4) Les pays les plus riches doivent partager les doses de vaccins dont ils disposent ont en excès
Le mécanisme COVAX s’est retrouvé en concurrence avec des pays qui concluent des accords directs avec des sociétés pharmaceutiques et exercent ainsi une pression supplémentaire sur l'offre de vaccins anti-COVID-19. Dans le même temps, les pays les plus riches peuvent se retrouver avec des surplus de doses.
"L'approche actuelle du "moi d'abord" coûtera finalement plus cher en nombre de vies". Diane Abad-Vergara, point focal pour la communication du mécanisme COVAX, à l’OMS.
"Nous appelons ces pays à partager leurs surplus et à collaborer avec le mécanisme COVAX et l'UNICEF le plus tôt possible", a exhorté M. Gandhi, "car il faudra mettre en place une certaine gymnastique juridique, administrative et opérationnelle pour pouvoir livrer ces doses là où elles doivent être livrées. Malheureusement, nous constatons actuellement que peu de pays à revenu élevé sont prêts à partager".
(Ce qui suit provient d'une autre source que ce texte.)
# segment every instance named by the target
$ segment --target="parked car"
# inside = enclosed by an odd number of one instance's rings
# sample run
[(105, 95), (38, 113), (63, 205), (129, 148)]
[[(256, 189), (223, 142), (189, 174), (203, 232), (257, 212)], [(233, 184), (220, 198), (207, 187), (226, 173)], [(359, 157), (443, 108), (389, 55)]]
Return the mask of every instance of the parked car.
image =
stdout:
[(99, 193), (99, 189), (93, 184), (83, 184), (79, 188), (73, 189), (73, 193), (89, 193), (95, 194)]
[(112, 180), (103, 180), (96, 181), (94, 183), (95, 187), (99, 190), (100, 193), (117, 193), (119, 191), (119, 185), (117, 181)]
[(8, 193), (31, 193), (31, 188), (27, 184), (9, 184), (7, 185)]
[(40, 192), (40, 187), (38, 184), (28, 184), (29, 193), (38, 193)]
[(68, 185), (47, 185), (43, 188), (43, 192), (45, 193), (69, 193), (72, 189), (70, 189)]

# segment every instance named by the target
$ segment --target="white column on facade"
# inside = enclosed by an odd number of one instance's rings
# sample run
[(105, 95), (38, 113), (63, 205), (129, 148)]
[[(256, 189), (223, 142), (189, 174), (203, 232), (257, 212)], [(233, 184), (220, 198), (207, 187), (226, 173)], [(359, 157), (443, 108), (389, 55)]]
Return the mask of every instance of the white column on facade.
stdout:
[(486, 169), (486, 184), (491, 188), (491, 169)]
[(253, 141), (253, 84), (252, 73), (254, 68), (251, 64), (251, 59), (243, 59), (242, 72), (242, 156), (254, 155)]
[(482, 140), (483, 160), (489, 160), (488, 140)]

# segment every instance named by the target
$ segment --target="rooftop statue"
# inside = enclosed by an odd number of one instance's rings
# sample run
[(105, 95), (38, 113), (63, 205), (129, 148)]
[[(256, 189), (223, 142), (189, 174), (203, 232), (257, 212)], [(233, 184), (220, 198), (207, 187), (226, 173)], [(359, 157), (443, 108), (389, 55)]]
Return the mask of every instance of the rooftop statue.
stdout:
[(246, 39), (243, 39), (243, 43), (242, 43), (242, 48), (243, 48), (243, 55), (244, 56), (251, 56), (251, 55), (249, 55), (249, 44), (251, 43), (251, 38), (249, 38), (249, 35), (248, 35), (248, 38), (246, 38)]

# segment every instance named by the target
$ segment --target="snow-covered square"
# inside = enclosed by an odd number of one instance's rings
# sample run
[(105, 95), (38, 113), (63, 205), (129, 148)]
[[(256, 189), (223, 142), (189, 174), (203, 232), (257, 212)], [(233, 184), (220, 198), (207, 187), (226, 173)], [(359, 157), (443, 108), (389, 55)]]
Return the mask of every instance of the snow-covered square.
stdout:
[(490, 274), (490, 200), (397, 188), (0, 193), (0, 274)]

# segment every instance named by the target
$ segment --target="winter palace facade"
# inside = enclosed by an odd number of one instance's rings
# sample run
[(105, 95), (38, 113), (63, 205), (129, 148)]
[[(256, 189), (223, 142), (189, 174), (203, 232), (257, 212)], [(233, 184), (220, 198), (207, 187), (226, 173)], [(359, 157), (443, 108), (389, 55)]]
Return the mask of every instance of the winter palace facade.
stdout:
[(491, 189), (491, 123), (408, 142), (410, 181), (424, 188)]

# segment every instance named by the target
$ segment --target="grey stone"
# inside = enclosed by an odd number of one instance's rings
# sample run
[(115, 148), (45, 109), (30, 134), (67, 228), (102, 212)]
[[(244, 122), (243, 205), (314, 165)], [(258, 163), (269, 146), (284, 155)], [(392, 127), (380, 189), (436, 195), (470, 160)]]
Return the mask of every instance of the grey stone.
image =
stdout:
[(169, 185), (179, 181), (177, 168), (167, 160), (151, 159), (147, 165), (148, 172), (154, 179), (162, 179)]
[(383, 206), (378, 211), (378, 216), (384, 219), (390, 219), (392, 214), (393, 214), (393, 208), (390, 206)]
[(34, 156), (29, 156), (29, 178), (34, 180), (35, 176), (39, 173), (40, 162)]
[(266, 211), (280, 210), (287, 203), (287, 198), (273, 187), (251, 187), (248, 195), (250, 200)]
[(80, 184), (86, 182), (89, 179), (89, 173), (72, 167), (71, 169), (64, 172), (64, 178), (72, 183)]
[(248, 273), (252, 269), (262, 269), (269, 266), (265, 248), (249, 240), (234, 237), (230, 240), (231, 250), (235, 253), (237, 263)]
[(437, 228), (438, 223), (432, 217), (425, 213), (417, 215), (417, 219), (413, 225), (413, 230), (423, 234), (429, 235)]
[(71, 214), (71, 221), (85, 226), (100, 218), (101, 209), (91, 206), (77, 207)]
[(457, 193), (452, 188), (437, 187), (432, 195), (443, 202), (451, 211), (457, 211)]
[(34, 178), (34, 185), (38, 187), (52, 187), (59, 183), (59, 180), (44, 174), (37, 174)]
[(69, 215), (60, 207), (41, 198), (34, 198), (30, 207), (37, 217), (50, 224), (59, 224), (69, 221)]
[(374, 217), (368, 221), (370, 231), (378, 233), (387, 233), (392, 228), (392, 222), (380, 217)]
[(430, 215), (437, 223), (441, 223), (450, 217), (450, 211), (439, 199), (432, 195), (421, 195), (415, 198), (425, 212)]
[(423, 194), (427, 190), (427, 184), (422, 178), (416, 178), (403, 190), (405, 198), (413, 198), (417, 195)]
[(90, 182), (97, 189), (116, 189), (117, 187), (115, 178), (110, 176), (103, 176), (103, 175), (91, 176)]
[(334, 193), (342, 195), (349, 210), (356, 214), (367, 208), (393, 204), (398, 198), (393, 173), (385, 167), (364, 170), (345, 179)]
"L’approche actuelle du "moi d’abord" favorise les pays qui peuvent payer le plus et coûtera finalement plus cher financièrement et en nombre de vies", prévient Mme Abad-Vergara. "Mais il est important de noter que les accords bilatéraux n'empêchent pas un pays de recevoir des doses ni de contribuer au dispositif COVAX, notamment via le partage des doses".

5) Des hésitations persistantes face à la vaccination : une source de préoccupation constante
Malgré les preuves montrant que la vaccination sauve des vies, des hésitations subsistent dans tous les pays et restent un problème qui doit être constamment traité.
Ce phénomène est en partie dû aux informations erronées qui ont circulé autour de la COVID-19 sous tous ses aspects et qui ont commencé à préoccuper avant même que l’urgence sanitaire mondiale ne soit déclarée. En mai 2020, l'ONU a lancé la campagne Verified (en français: "Vérifié") afin de lutter contre la circulation de mensonges et de messages déformés en mettant en avant des informations fiables et précises sur la crise.
"Tout au long de la pandémie, une quantité considérable d’informations erronées a circulé", a déploré Mme Abad-Vergara. "L'OMS travaille sans relâche pour combattre ce phénomène, pour renforcer la confiance des populations dans les vaccins et pour impliquer différentes communautés dans la riposte".
La version originale de cet article a été publiée sur le site Web d’ONU Info le 5 avril 2021. Elle a été éditée par le Bureau de la coordination des activités de développement (BCAD) avant d'être publiée sur le site du Groupe des Nations Unies pour le développement durable.